Puis, les cyberguerriers russes se sont pour ainsi dire dégonflés. Leur activité est devenue quasi anémique, se limitant à environ trois cyberattaques par semaine, puis une par semaine en avril, puis aucune jusqu’en octobre. Les experts n’arrivent pas à comprendre pourquoi.

« La guerre, aurait dit Charles de Gaulle, c’est comme la chasse. Sauf qu’à la guerre, les lapins tirent ! » Dans la cyberguerre, les lapins sont les pirates associés sous le nom d’Anonymous, qui ont déclaré une « guerre totale » à la Russie. Le lendemain de l’invasion, ils ont fait disjoncter le site de la télévision d’État russe, ont pénétré le ministère de la Défense et ont publié une liste de noms d’officiers, leurs numéros de téléphone et leurs adresses courriel. Deux jours plus tard, ils affichaient des messages antiguerre sur la page d’accueil du site de l’agence de presse officielle TASS et quelques autres.

En mars, ils ont tourné leur feu numérique sur les compagnies européennes tardant à fermer leurs opérations en Russie, comme le géant Nestlé. En avril, ils ont subtilisé et publié des centaines de milliers de courriels de grandes sociétés russes du pétrole, de la foresterie et de l’immobilier. Ont suivi des fuites de données majeures du ministère russe de la Culture et de municipalités.
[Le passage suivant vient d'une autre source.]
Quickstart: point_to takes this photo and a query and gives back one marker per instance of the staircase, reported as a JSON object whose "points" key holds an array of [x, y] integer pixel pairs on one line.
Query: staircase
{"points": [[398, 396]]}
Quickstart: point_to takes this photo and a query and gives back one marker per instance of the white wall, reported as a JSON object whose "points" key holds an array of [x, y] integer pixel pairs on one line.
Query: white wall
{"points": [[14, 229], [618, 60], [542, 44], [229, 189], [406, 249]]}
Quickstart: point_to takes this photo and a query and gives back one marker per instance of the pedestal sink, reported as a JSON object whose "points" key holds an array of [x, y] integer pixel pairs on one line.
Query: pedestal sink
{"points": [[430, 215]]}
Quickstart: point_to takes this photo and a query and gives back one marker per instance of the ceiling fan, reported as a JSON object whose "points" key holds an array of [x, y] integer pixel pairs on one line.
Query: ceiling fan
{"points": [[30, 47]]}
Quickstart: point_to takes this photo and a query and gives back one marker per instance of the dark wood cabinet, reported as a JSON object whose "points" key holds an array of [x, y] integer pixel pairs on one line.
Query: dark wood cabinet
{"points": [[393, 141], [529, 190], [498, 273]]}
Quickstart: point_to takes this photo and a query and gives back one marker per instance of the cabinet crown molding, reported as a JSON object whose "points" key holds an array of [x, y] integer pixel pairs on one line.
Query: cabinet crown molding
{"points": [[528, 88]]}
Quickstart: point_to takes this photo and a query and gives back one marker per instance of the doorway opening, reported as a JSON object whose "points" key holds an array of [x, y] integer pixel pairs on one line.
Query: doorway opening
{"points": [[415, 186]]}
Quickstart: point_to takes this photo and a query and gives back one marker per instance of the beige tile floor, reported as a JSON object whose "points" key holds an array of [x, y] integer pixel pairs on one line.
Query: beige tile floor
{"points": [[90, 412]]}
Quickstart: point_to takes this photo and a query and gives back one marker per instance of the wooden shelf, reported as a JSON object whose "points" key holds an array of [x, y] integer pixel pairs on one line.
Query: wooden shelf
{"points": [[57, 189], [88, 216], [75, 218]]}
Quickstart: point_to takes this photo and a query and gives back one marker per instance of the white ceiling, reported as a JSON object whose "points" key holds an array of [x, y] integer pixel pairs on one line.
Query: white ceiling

Un de leurs faits d’armes : le piratage du système de contrôle des taxis moscovites Yandex, propriété de l’équivalent russe de Google, qui a provoqué un embouteillage monstre dans la capitale russe.

Tout cela est divertissant, mais rien n’indique que la mobilisation des pirates les plus dévoués de la planète ait réussi à déstabiliser un tant soit peu l’effort de guerre russe, ses communications, ses approvisionnements.

Il est vrai que nous sommes en plein brouillard et que nous n’apprendrons peut-être que dans 50 ans qu’une partie des graves difficultés opérationnelles connues par l’armée russe furent le fait de cybercommandos spécialisés, ukrainiens ou américains, ou encore que des taupes occidentales ont fait imploser de l’intérieur les services de cyberguerre russes, les rendant inopérants une fois passée leur première offensive. Pourquoi la cyberguerre ukrainienne n’a pas eu lieu : c’est le titre du livre que j’ai hâte de lire.